Llegó una muchacha que había sido alumna mía en Cuba cuando era profesor de Educación Musical y le di trabajo. Llamé a otro que conocía y fui armándome un equipo. Lo mejor que me pudo pasar. Arrancamos ahí y nos fue fenomenal.

―Y entonces llega la pandemia… ¿Cómo los afectó y cómo consiguieron salir adelante?

―La pandemia nos desapareció, nos borró del mapa, pero, como a los dos meses, estaban dando 10.000 pesos, y con los 10.000 pesos, armé una carpa en la parte afuera, mandé a buscar a los músicos, a un cocinero, y me puse yo de mesero y volví a levantar. En la pandemia yo fui el primero en poner una carpa. Los músicos tocaban por la propina, los meseros iban por la propina, y el cocinero de atrás, si vendía dos paellas, pues yo le daba algo a él. Crecimos tanto, que cuando entramos de nuevo, no alcanzaban los asientos.

Fue trabajo duro porque no soy el bárbaro. La gente me pregunta “¿Cómo lo hiciste?” y les digo: “A lo que tú le pongas amor, y le pongas empeño, es muy difícil que no salga”.

Jolver Blanco Acosta (Foto: CubaNet)

―¿Qué papel ha jugado tu familia y qué has tenido que sacrificar para sostener el proyecto?

―Bueno, mi hija se crió dentro de un restaurante, va a cumplir ocho años este mes. Con ese afán de querer sacar tu proyecto adelante, pierdes a la familia un poco, aunque te apoyen, pero no puedes compartir con ellos, porque en fines de semana, cuando todos descansan, quieren hacer fiestas, yo no estoy: no estoy los 31 de diciembre, no estoy los 14 de febrero, porque tengo que estar en mis locales.

―¿Qué extrañas de Cuba, de Pinar del Río?

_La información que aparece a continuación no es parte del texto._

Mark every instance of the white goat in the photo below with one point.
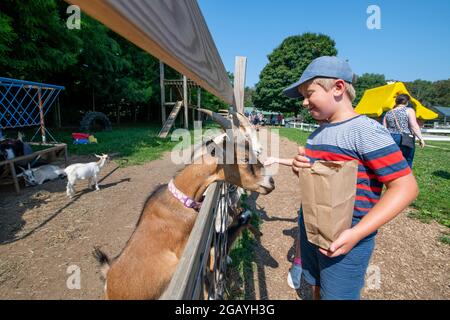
(38, 176)
(83, 171)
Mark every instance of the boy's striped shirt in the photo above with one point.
(363, 139)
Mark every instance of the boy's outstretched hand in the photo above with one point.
(342, 245)
(300, 161)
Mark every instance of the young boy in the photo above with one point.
(326, 86)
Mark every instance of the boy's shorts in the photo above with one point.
(341, 277)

―De Pinar del Río, lo único que extraño es Viñales; visitar esos mogotes que no existen en todos los lugares del mundo, con sus sembrados de malanga y tabaco, con aquellos guajiros, y el olor a hierba, a monte, a raíz, es increíble la tranquilidad que se respira… Por lo demás… Me mandaron una foto del pre, donde estuve, como se llenó de aroma, y tú tienes ese afán de ir, pero ya no te vas a encontrar eso, te encuentras ya todo muy degradado; ya no son las mismas generaciones, te tienes que quedar con los recuerdos, y esperar a ver qué pasa algún día.

Yo decidí ir a ver a mi abuela que ya estaba perdiendo la mente, y convido a mi hermano, para que fuera conmigo, así íbamos a estar juntos la familia. Entonces vuelo, estaban todos esperándome, nos bajamos, yo les llevaba regalos a todos, llevaba 11 años sin verlos, y ahí apareció uno vestido de verde y me dijo que como nos habíamos ido en lancha no podíamos entrar. A esa hora mi papá ya había pasado. Yo no quería virar con nada para atrás, pero me montaron en el mismo avión y nos viraron.

Cinco años después, intenté de nuevo ir, para ver si podía ver a mi abuela, pero no llegué a tiempo, tuve que ir a Washington, decir qué era lo que pasaba, ahí me habilitaron el pasaporte, pero ya no tenía sentido: murió mi abuela, murió mi tío; fueron muchas pérdidas, fui, puse flores, abracé a los que quedaban y hasta el sol de hoy. Ya Cuba pasó otra etapa: allá fueron 25 años y ya llevo 20 aquí, casi ya la mitad de mi vida. Este es mi lugar.

Si te hubieras quedado en Cuba, ¿cómo crees que habría sido tu vida?

―Si me hubiera quedado en Cuba, creo que estuviéramos muertos. Cuando veo en fotos a los que no pudieron cruzar, sin dientes, flacos, quemados, ojerosos… Yo creo que no existiéramos. 

Cuba es una moneda de doble cara. Si te toca te vas y, si no, no hay nada que hacer ahí ya. Gracias a Dios estoy aquí, pero en Cuba lo más probable es que estuviéramos muertos.